RSE Mag : Quelles sont les perspectives du prix du carbone d’ici les dix prochaines années ?

E.A. : À l’échelle internationale, la première période d’engagement du protocole de Kyoto cesse fin 2012. Toutefois, un prolongement du protocole de Kyoto et de ses mécanismes de flexibilité jusqu’en 2017 voire 2020 a été acté lors de la conférence annuelle des Nations-Unies sur le Climat à Durban en décembre 2011. Cette deuxième période d’engagement implique pour les pays développés signataires du protocole de Kyoto de prendre de nouveaux engagements. Parmi eux, le Japon, le Canada et la Russie ont déjà annoncé leur intention de ne pas prendre part.
Toutefois, à l’échelle européenne, l’Union européenne a planifié sa politique climatique jusqu’en 2020, indépendamment des négociations internationales sur le sujet du climat. Le marché européen du carbone aura un rôle central à y jouer. Le lancement de la troisième phrase de ce marché est d’ailleurs prévu en 2013 : la totalité des quotas carbone sera dès lors payante pour le secteur de la production d’énergie et de manière plus progressive pour les secteurs industriels concernés. La mise aux enchères des quotas aura donc un impact accru sur les décisions d’investissement. Jusqu’à présent, une allocation initiale de quotas était distribuée gratuitement aux entreprises qui ne devaient payer que lorsqu’elles souhaitaient obtenir des quotas supplémentaires pour couvrir leurs émissions.

RSE Mag : En quoi l’EU-ETS est-il un enjeu stratégique pour les entreprises françaises, grandes et petites ?

E.A. : L’EU-ETS  est un enjeu pour tous les types d’entreprises. Indépendamment  de leur taille, elles sont en effet soumises à deux critères d’inclusion dans le marché du carbone. Le premier est un critère sectoriel : sont concernées les industries qui appartiennent à un des 9 secteurs identifiés comme les plus polluants. Le second est un critère de puissance énergétique : les installations d’une puissance de plus de 20 MW/h sont incluses dans le système. À partir de ces critères, on identifie les installations auxquelles s’appliquent les obligations de participation au marché du carbone. In fine donc, peu importe leur taille et seul compte leur profil d’émetteur de gaz à effet de serre et de consommateur d’énergie. Le secteur de l’électricité qui est inclus dans le système est ainsi souvent constitué de grands groupes tels qu’EDF, RWE, E.ON etc…. Mais les industries du verre ou du papier le sont aussi, bien qu’elles soient généralement composées de plus petites installations.

RSE Mag : Craignez-vous pour l’avenir de l’EU-ETS suite à la levée de bouclier internationale qu’a suscité début 2012 l’inclusion de l’aviation civile européenne dans ce système ?

E.A. : L’inclusion du secteur de l’aviation dans le système de quotas d’émission européen constitue un véritable test pour la politique climatique européenne.
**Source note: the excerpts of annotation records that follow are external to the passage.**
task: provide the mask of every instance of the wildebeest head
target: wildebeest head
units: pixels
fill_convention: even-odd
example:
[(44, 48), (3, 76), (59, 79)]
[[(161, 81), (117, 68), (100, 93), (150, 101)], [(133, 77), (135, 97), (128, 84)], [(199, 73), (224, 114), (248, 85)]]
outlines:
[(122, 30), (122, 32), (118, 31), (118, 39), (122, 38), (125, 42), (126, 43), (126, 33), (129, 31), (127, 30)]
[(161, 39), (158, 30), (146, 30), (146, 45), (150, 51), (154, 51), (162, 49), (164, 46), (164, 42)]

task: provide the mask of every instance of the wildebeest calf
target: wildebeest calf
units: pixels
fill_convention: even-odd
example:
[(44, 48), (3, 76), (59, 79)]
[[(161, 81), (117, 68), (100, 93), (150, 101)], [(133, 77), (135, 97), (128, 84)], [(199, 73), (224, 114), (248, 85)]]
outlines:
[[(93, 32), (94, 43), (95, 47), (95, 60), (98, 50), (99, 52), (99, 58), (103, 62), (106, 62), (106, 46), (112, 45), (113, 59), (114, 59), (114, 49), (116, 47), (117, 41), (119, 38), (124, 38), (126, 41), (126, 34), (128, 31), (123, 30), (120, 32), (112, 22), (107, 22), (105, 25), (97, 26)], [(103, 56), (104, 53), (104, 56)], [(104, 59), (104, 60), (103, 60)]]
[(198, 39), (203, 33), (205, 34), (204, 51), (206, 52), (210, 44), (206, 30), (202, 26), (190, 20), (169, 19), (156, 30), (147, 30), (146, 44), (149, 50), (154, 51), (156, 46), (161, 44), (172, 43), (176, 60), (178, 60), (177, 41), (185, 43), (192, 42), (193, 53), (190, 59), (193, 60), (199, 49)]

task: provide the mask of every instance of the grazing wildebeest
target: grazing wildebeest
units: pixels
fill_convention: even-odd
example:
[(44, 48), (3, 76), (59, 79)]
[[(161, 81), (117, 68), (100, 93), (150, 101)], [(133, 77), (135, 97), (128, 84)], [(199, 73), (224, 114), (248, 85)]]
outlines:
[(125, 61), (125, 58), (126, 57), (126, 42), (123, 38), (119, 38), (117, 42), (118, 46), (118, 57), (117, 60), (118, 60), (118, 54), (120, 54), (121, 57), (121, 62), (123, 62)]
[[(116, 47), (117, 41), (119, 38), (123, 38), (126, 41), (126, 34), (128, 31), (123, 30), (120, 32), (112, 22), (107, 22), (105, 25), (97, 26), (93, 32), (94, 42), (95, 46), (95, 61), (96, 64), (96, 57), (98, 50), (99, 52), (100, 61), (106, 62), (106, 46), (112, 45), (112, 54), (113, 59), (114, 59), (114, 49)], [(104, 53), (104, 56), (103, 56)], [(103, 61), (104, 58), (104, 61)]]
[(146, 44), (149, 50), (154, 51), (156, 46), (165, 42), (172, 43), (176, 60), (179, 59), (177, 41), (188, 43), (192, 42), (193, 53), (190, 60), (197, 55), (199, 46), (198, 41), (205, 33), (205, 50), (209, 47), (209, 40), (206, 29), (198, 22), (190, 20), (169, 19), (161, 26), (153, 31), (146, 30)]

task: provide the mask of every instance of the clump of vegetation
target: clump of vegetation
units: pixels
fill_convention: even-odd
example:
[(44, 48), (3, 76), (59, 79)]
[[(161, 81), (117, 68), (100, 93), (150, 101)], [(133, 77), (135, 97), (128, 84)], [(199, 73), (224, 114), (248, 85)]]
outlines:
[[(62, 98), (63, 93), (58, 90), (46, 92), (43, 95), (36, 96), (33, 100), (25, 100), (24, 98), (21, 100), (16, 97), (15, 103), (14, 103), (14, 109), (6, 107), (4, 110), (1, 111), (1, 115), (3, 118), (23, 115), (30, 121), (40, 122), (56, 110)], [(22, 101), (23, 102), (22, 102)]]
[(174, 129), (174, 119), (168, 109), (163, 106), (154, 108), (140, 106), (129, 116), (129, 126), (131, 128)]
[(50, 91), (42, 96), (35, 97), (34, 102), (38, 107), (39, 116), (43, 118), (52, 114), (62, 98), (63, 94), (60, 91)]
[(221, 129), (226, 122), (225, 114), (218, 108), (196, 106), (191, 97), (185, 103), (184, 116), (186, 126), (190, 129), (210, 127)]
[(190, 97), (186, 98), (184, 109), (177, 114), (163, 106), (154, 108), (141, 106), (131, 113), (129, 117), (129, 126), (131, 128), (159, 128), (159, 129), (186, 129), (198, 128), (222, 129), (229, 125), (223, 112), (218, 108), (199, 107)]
Sa position de leader est ici mise à l’épreuve. Il faut savoir qu’initialement, les secteurs internationaux du transport maritime et de l’aviation étaient exclus de l’application du protocole de Kyoto. Il a donc été convenu que deux organisations se chargeraient de dresser l’inventaire des émissions internationales de ces deux secteurs et de définir une politique climatique à leur attention. Ont donc été désignées à cet effet en 1997 l’Organisation Maritime Internationale (OMI) et l’Organisation de l’Aviation Civile Internationale (OACI).
Jusqu’en 2005, l’OACI n’a pas entrepris d’action pour s’acquitter de la mission environnementale qu’elle avait accepté d’endosser. En 2006 toutefois, la Commission européenne a fait savoir qu’elle souhaitait agir sur le secteur de l’aviation en faveur du climat et si l’OACI n’engageait pas une politique climatique avant 2007. L’inclusion du secteur de l’aviation à la politique de l’EU-ETS n’est donc en rien une surprise : il s’agit de l’entrée en application d’une résolution votée par les États membres en 2008 consécutivement à l’inaction de l’OACI.
À l’heure actuelle, il est difficile d’envisager comment la situation pourrait se débloquer sur le plan international, mais on peut déjà avoir un aperçu des dates-clés à venir. L’OACI a engagé en 2012 une étude quant à la création d’un marché d’échange de quotas entre les entreprises du secteur de l’aviation. Sa prochaine assemblée aura lieu en 2013 : une décision de la mise en place d’un marché d’échange de quotas international pourra alors être prise, mais le difficile consensus des États rend la probabilité d’une telle décision faible sans prendre en compte la pression actuelle de l’Union européenne. Sans décision à cette date-là, l’OACI ne statuera sur la question qu’en 2016, à l’occasion de sa prochaine assemblée générale.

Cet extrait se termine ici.